How Can We Synthesize High-Quality Pretraining Data? A Systematic Study of Prompt Design, Generator Model, and Source Data
Summary: arXiv:2604.13977v1 Announce Type: cross
Abstract: Synthetic data is a standard component in training large language models, yet systematic comparisons across design dimensions, including rephrasing strategy, generator model, and source data, remain absent. We conduct extensive controlled experiments, generating over one trillion tokens, to identify critical factors in rephrasing web text into synthetic pretraining data. Our results reveal that structured output formats, such as tables, math problems, FAQs, and tutorials, consistently outperform both curated web baselines and prior synthetic methods. Notably, increasing the size of the generator model beyond 1B parameters provides no additional benefit. Our analysis also demonstrates that the selection of the original data used for mixing substantially influences performance. By applying our findings, we develop FinePhrase, a 486-billion-token open dataset of rephrased web text. We show that FinePhrase outperforms all existing synthetic data baselines while reducing generation costs by up to 30 times. We provide the dataset, all prompts, and the generation framework to the research community.
The Importance of High-Quality Pretraining Data
As artificial intelligence continues to advance, the demand for high-quality training data is becoming increasingly critical. Pretraining data plays a pivotal role in developing robust language models.
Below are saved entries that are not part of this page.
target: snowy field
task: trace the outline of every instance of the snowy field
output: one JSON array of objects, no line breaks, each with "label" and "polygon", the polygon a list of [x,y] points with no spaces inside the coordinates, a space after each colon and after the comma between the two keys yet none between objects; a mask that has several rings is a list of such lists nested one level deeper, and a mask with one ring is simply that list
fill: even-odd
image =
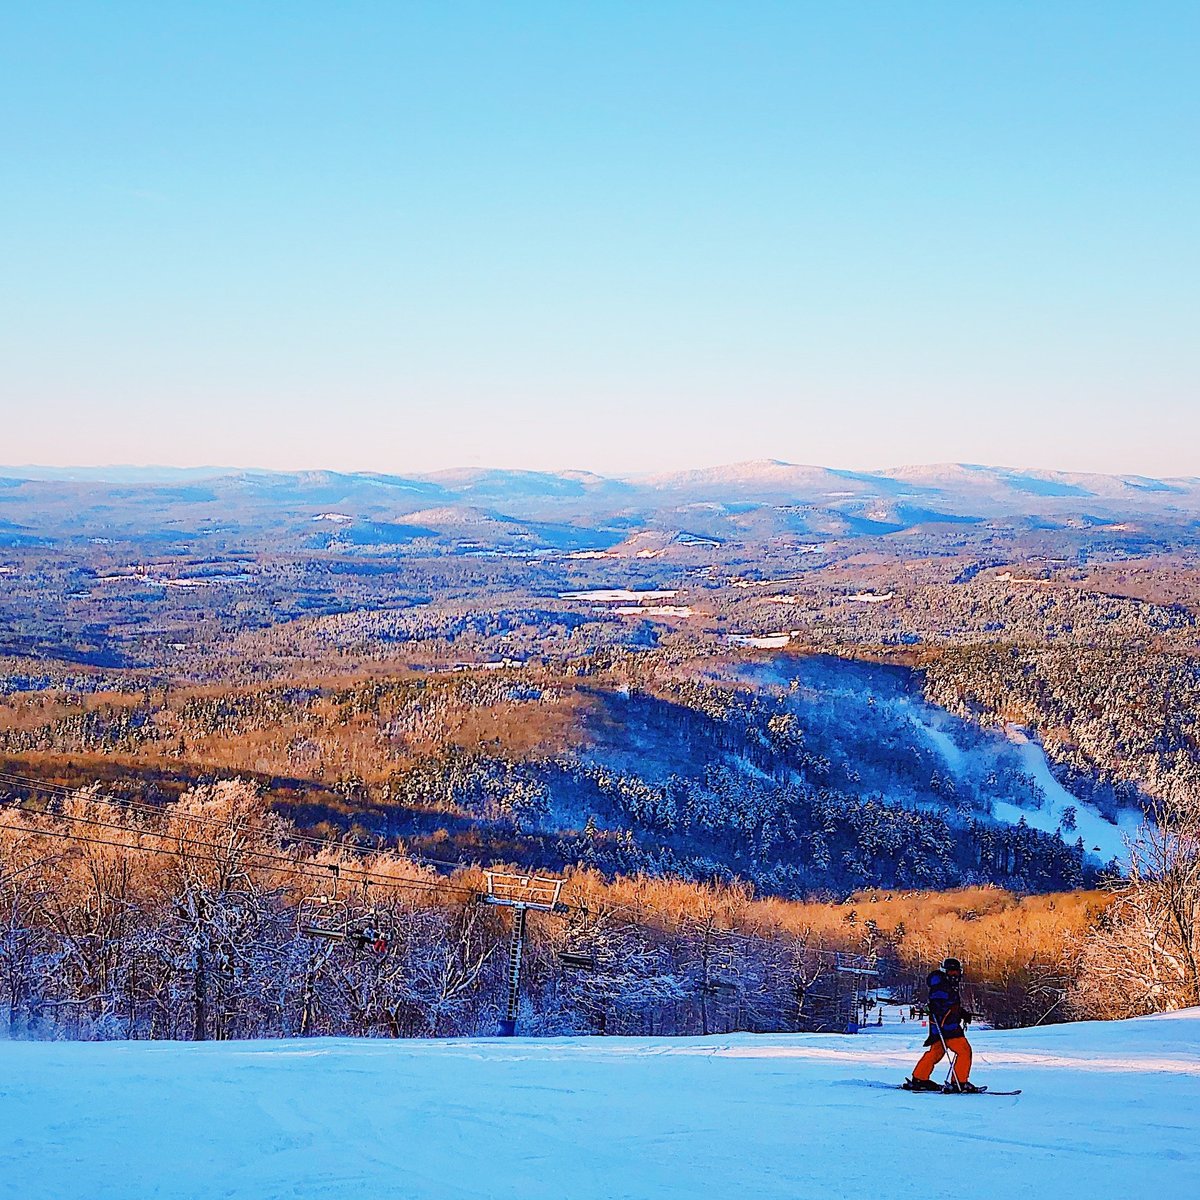
[{"label": "snowy field", "polygon": [[686,1040],[0,1043],[21,1200],[1108,1200],[1200,1195],[1200,1010],[980,1032]]}]

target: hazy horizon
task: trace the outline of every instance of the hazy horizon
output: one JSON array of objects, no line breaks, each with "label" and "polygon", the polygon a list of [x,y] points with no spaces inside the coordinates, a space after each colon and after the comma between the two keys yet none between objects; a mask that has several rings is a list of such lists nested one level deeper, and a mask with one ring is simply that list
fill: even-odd
[{"label": "hazy horizon", "polygon": [[[4,415],[4,399],[0,396],[0,415]],[[849,434],[847,434],[849,436]],[[0,442],[0,448],[12,444],[12,430],[6,431],[5,441]],[[586,434],[579,438],[585,441],[591,439]],[[498,471],[536,471],[549,474],[578,471],[609,478],[624,478],[639,475],[672,474],[683,471],[712,470],[719,467],[734,466],[745,463],[781,462],[789,466],[821,467],[834,471],[863,471],[884,472],[911,467],[934,466],[972,466],[988,467],[999,470],[1013,471],[1051,471],[1073,475],[1142,475],[1152,479],[1171,479],[1180,477],[1195,477],[1200,475],[1200,457],[1193,449],[1193,443],[1188,440],[1185,432],[1164,436],[1162,453],[1154,456],[1162,465],[1155,466],[1145,461],[1145,456],[1135,453],[1111,453],[1096,458],[1082,458],[1073,455],[1055,457],[1039,454],[1037,447],[1031,441],[1030,452],[1027,455],[1016,455],[1012,458],[987,457],[979,454],[959,454],[942,457],[852,457],[834,456],[818,457],[816,455],[788,454],[780,448],[756,448],[750,446],[745,453],[735,454],[732,451],[721,456],[719,451],[709,454],[698,454],[689,457],[682,452],[664,453],[660,457],[639,454],[629,459],[610,458],[607,462],[600,457],[583,462],[574,459],[569,453],[556,455],[553,450],[531,450],[528,455],[519,451],[497,453],[488,456],[478,452],[463,454],[457,457],[452,454],[424,459],[406,456],[382,456],[372,452],[370,446],[378,439],[364,438],[361,455],[331,453],[320,454],[272,454],[236,457],[231,453],[225,457],[206,457],[204,455],[180,454],[177,457],[158,456],[148,452],[145,456],[137,457],[106,457],[96,454],[90,457],[71,457],[67,454],[50,454],[43,456],[15,456],[0,461],[0,470],[103,470],[106,468],[128,470],[217,470],[217,471],[335,471],[340,474],[380,474],[380,475],[431,475],[444,471],[457,470],[498,470]],[[231,446],[231,451],[242,449],[241,446]],[[1168,454],[1168,452],[1170,452]]]}]

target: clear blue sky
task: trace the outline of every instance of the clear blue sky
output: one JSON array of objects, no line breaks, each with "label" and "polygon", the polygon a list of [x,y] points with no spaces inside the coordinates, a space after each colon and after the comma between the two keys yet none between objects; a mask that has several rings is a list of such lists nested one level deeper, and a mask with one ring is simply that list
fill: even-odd
[{"label": "clear blue sky", "polygon": [[0,462],[1200,474],[1200,4],[9,4]]}]

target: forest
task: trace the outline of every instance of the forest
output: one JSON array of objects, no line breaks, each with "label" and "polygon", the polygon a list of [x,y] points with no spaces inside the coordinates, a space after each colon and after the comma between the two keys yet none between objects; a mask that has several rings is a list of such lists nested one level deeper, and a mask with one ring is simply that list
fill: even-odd
[{"label": "forest", "polygon": [[[275,540],[245,514],[212,537],[92,528],[123,511],[99,494],[99,515],[56,510],[78,528],[0,550],[14,1030],[486,1031],[509,926],[474,898],[496,864],[575,897],[530,923],[538,1031],[836,1025],[838,954],[904,989],[962,950],[999,1023],[1186,994],[1192,927],[1160,921],[1186,870],[1146,908],[1200,811],[1200,566],[1178,522],[890,528],[704,500],[564,541],[576,501],[531,500],[528,537],[430,509],[437,537],[401,545],[403,514],[325,496]],[[229,874],[177,839],[168,870],[164,830],[196,806],[275,858]],[[1115,849],[1145,814],[1157,866]],[[68,838],[85,817],[101,836]],[[344,880],[371,862],[358,915],[390,929],[383,959],[301,932],[320,855],[350,856]],[[1137,928],[1176,949],[1147,959]],[[1133,986],[1146,972],[1165,990]]]},{"label": "forest", "polygon": [[[1041,789],[1002,739],[927,709],[903,669],[826,660],[780,687],[714,678],[712,664],[706,677],[571,669],[12,692],[0,755],[18,776],[78,785],[91,772],[151,795],[244,773],[305,828],[462,862],[740,879],[792,897],[1099,877],[1073,830],[993,818],[1001,797],[1033,816]],[[927,711],[950,722],[970,771],[929,741]]]},{"label": "forest", "polygon": [[[481,903],[478,868],[306,837],[242,782],[157,809],[46,787],[3,816],[10,1035],[495,1032],[512,918]],[[562,897],[531,914],[522,1032],[841,1031],[863,978],[843,966],[913,996],[949,946],[982,1013],[1029,1023],[1067,1002],[1071,939],[1106,903],[975,888],[804,904],[581,868]]]}]

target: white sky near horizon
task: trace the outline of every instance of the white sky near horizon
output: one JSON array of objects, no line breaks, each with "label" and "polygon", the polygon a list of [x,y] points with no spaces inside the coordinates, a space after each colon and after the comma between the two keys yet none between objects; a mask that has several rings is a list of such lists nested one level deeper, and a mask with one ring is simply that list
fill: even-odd
[{"label": "white sky near horizon", "polygon": [[0,463],[1200,475],[1200,7],[5,18]]}]

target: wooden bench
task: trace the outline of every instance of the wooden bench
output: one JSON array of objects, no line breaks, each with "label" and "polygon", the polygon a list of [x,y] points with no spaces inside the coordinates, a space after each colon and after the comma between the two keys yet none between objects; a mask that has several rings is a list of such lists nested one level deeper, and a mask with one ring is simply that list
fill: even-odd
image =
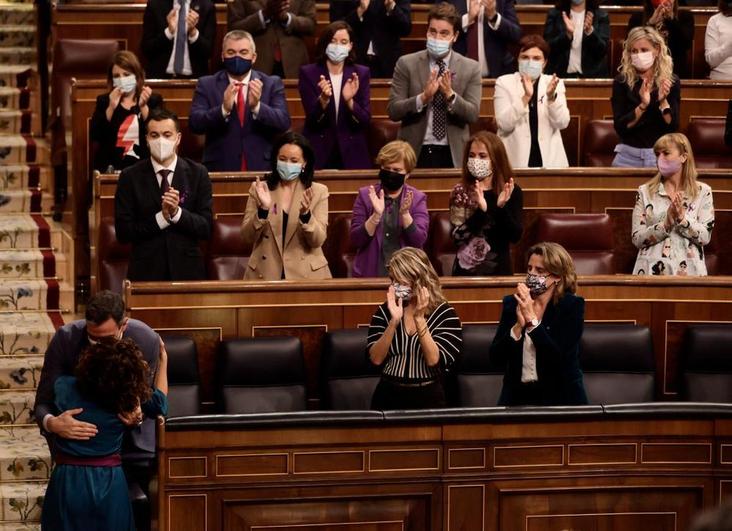
[{"label": "wooden bench", "polygon": [[158,529],[689,529],[729,502],[729,405],[188,417]]},{"label": "wooden bench", "polygon": [[[515,277],[442,279],[463,323],[498,321]],[[326,282],[125,283],[130,316],[166,334],[192,337],[198,347],[203,401],[213,402],[216,346],[222,339],[295,335],[303,344],[308,397],[318,403],[319,356],[328,330],[366,326],[385,298],[386,279]],[[650,327],[656,353],[657,397],[676,396],[683,332],[689,323],[732,322],[732,277],[580,278],[587,322]]]},{"label": "wooden bench", "polygon": [[[427,12],[429,5],[412,5],[412,31],[402,39],[404,53],[424,49],[427,34]],[[549,5],[519,5],[516,11],[524,35],[544,34]],[[610,16],[610,61],[611,73],[616,72],[622,52],[622,41],[627,34],[628,19],[639,12],[635,6],[602,6]],[[714,7],[681,7],[694,15],[694,42],[690,51],[689,65],[692,77],[707,77],[709,68],[704,60],[704,33],[707,21],[717,10]],[[142,18],[144,3],[87,3],[69,2],[55,4],[53,10],[54,37],[74,39],[115,39],[120,45],[141,56]],[[305,39],[310,57],[313,57],[317,36],[329,23],[328,4],[318,4],[315,35]],[[216,68],[221,55],[221,40],[226,33],[226,5],[216,5],[216,43],[212,53],[212,65]]]}]

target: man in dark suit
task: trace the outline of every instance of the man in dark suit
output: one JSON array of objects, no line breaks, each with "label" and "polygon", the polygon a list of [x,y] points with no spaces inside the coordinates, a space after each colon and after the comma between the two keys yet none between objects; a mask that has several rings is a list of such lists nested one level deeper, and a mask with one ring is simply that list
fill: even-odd
[{"label": "man in dark suit", "polygon": [[227,27],[254,36],[259,70],[297,78],[309,62],[305,37],[315,33],[315,0],[233,0],[228,7]]},{"label": "man in dark suit", "polygon": [[402,55],[401,39],[412,31],[409,0],[332,0],[330,21],[345,20],[355,33],[356,62],[372,78],[390,78]]},{"label": "man in dark suit", "polygon": [[[86,440],[97,434],[93,424],[74,418],[80,410],[58,411],[54,404],[54,384],[60,376],[73,376],[81,352],[91,342],[102,338],[129,338],[140,348],[150,366],[151,377],[157,370],[160,336],[149,326],[125,317],[122,297],[111,291],[100,291],[89,300],[85,319],[68,323],[56,331],[48,344],[43,370],[36,391],[34,415],[41,433],[53,448],[54,437]],[[153,380],[150,380],[152,385]],[[128,483],[147,493],[155,458],[155,419],[144,419],[139,410],[120,418],[130,429],[122,444],[122,466]],[[149,529],[149,515],[136,512],[138,530]]]},{"label": "man in dark suit", "polygon": [[724,143],[732,147],[732,100],[727,106],[727,125],[724,127]]},{"label": "man in dark suit", "polygon": [[211,234],[211,180],[206,168],[178,157],[178,117],[154,111],[148,118],[151,158],[125,168],[115,194],[117,240],[132,244],[130,280],[206,278],[199,240]]},{"label": "man in dark suit", "polygon": [[[185,35],[185,39],[179,36]],[[142,21],[145,75],[152,79],[208,74],[216,38],[211,0],[148,0]]]},{"label": "man in dark suit", "polygon": [[224,70],[198,80],[189,125],[206,135],[209,171],[271,169],[272,141],[290,127],[285,87],[276,76],[253,70],[254,39],[246,31],[224,36]]},{"label": "man in dark suit", "polygon": [[462,15],[455,51],[480,64],[483,77],[516,70],[510,46],[521,39],[514,0],[449,0]]}]

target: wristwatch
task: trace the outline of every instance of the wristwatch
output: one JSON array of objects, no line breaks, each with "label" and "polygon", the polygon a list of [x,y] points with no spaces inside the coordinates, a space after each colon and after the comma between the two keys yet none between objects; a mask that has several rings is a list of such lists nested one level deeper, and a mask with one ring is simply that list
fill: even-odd
[{"label": "wristwatch", "polygon": [[531,328],[536,328],[539,326],[539,320],[534,317],[531,321],[529,321],[529,324],[531,325]]}]

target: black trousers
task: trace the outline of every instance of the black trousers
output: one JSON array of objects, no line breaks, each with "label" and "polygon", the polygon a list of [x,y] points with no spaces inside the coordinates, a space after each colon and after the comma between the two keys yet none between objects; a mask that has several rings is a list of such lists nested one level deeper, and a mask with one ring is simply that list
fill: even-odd
[{"label": "black trousers", "polygon": [[450,146],[425,144],[419,152],[418,168],[454,168]]},{"label": "black trousers", "polygon": [[445,390],[440,381],[407,387],[382,378],[379,380],[371,409],[434,409],[446,406]]}]

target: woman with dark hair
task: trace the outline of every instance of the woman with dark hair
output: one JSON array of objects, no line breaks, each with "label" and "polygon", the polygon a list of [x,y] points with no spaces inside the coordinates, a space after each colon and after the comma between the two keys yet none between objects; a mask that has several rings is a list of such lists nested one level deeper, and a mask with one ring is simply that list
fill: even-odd
[{"label": "woman with dark hair", "polygon": [[682,79],[691,77],[686,60],[694,43],[694,15],[690,11],[679,11],[677,0],[643,0],[643,11],[633,13],[628,20],[628,32],[639,26],[651,26],[664,38],[674,74]]},{"label": "woman with dark hair", "polygon": [[511,275],[509,244],[521,239],[523,194],[497,135],[480,131],[465,144],[463,179],[450,194],[457,247],[453,275]]},{"label": "woman with dark hair", "polygon": [[399,249],[388,270],[386,302],[371,317],[368,332],[369,359],[381,367],[371,408],[445,407],[442,380],[460,358],[460,318],[422,249]]},{"label": "woman with dark hair", "polygon": [[561,78],[608,77],[610,18],[597,0],[558,0],[549,10],[544,39],[548,74]]},{"label": "woman with dark hair", "polygon": [[503,298],[491,362],[505,367],[500,406],[587,403],[579,362],[585,300],[575,295],[577,273],[557,243],[531,247],[526,281]]},{"label": "woman with dark hair", "polygon": [[145,73],[134,53],[117,52],[107,71],[106,94],[97,96],[89,136],[95,149],[94,169],[120,171],[150,156],[145,121],[163,98],[145,85]]},{"label": "woman with dark hair", "polygon": [[541,35],[519,41],[518,72],[496,79],[498,136],[514,168],[566,168],[562,129],[569,125],[564,82],[542,74],[549,45]]},{"label": "woman with dark hair", "polygon": [[732,0],[719,0],[717,9],[719,13],[707,22],[704,58],[710,79],[732,81]]},{"label": "woman with dark hair", "polygon": [[249,188],[241,233],[252,246],[244,279],[331,278],[323,243],[328,188],[313,182],[315,155],[292,131],[272,146],[272,171]]},{"label": "woman with dark hair", "polygon": [[43,502],[41,529],[134,531],[120,457],[126,430],[120,416],[138,408],[147,417],[167,414],[168,355],[162,341],[154,389],[149,371],[133,340],[107,338],[82,352],[75,376],[56,380],[57,410],[71,411],[77,420],[96,426],[97,433],[86,439],[53,439],[56,466]]},{"label": "woman with dark hair", "polygon": [[351,26],[337,21],[318,39],[315,63],[300,67],[303,134],[315,151],[316,170],[372,166],[366,140],[371,74],[354,64],[355,56]]}]

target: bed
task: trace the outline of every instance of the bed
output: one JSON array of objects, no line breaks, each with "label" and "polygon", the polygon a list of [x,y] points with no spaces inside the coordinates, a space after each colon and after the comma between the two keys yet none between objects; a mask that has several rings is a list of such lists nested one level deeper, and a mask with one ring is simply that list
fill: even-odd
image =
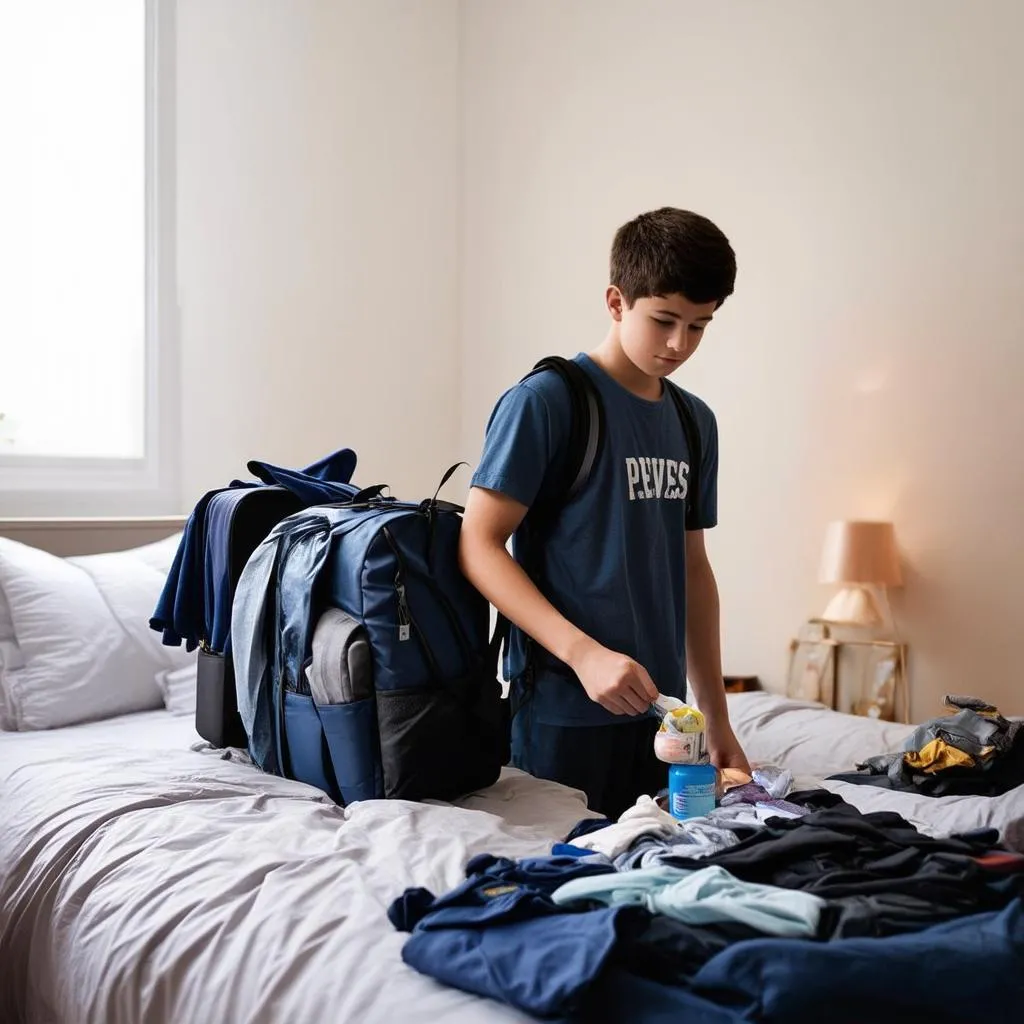
[{"label": "bed", "polygon": [[[73,556],[178,528],[0,533]],[[729,702],[750,756],[785,764],[798,785],[898,748],[909,728],[768,693]],[[1024,820],[1016,791],[928,800],[824,785],[933,834],[993,824],[1016,841]],[[0,1020],[531,1019],[407,968],[386,911],[408,887],[453,888],[477,853],[546,854],[588,816],[579,792],[514,769],[455,803],[343,809],[213,750],[187,707],[0,732]]]}]

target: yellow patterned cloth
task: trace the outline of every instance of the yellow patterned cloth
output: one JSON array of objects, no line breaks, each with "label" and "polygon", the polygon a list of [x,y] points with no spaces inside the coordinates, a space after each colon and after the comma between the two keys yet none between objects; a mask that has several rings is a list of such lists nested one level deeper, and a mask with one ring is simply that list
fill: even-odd
[{"label": "yellow patterned cloth", "polygon": [[904,754],[903,763],[915,771],[934,775],[944,768],[973,768],[974,758],[945,740],[936,739],[926,743],[920,750]]}]

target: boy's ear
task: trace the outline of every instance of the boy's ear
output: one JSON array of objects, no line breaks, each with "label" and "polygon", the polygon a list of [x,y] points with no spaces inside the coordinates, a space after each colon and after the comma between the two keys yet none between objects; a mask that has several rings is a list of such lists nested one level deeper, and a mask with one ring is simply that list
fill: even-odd
[{"label": "boy's ear", "polygon": [[615,285],[608,285],[608,289],[604,293],[604,303],[608,307],[608,312],[611,313],[612,319],[621,321],[622,311],[626,308],[626,300],[622,297],[622,292]]}]

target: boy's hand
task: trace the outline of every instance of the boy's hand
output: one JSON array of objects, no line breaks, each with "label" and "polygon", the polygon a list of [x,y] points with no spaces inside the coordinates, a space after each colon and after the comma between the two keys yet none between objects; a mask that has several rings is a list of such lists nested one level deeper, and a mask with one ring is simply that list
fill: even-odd
[{"label": "boy's hand", "polygon": [[708,723],[707,732],[708,756],[711,763],[721,771],[723,768],[738,768],[750,774],[750,762],[743,753],[740,741],[726,720],[725,726]]},{"label": "boy's hand", "polygon": [[587,696],[615,715],[642,715],[658,696],[643,665],[600,644],[588,645],[573,661]]}]

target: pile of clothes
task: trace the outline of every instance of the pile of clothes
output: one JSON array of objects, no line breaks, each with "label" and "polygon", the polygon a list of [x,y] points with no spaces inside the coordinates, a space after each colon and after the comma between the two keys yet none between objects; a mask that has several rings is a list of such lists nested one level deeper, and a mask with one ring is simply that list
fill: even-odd
[{"label": "pile of clothes", "polygon": [[919,725],[901,750],[831,778],[926,796],[1000,796],[1024,785],[1024,722],[978,697],[945,703],[954,714]]},{"label": "pile of clothes", "polygon": [[562,1021],[1016,1020],[1024,855],[752,782],[705,818],[641,798],[549,856],[475,857],[388,914],[416,970]]}]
However, generating this data remains a challenge, particularly in ensuring its quality and relevance.
Key Findings from Our Research
Our systematic study focused on three primary dimensions of synthetic data generation:
- Rephrasing Strategy: The method used to transform existing web text into synthetic data.
- Generator Model: The architecture and size of the model used to generate new text.
- Source Data: The original data that serves as the basis for rephrasing.
Structured Output Formats Yield Better Results
One of the most significant findings from our research is the effectiveness of structured output formats. We observed that formats which organize information, such as:
- Tables
- Math Problems
- FAQs
- Tutorials
These formats consistently outperformed both curated web baselines and traditional synthetic methods. This insight underscores the importance of how data is structured for optimal performance.
Generator Model Size and Performance
Our analysis revealed a surprising conclusion regarding the size of the generator model. While larger models are often assumed to provide better performance, we found that increasing the model size beyond 1 billion parameters did not yield additional benefits. This suggests that factors other than model size are more critical in determining the quality of generated data.
The Impact of Source Data Selection
The selection of original data for mixing is another crucial factor influencing the performance of synthetic pretraining data. By carefully curating the source data, we can significantly enhance the quality of the generated outputs, leading to better-trained language models.
Introducing FinePhrase
Based on our findings, we developed FinePhrase, an extensive dataset comprising 486 billion tokens of rephrased web text. This dataset not only outperforms existing synthetic data baselines but also reduces generation costs by an impressive 30 times. We are committed to sharing this dataset, along with the prompts and the generation framework, with the research community to facilitate further advancements in the field.
Conclusion
As the AI landscape evolves, the need for high-quality synthetic pretraining data becomes paramount. Our research highlights the critical factors that influence data quality and provides a pathway for achieving superior results in training language models.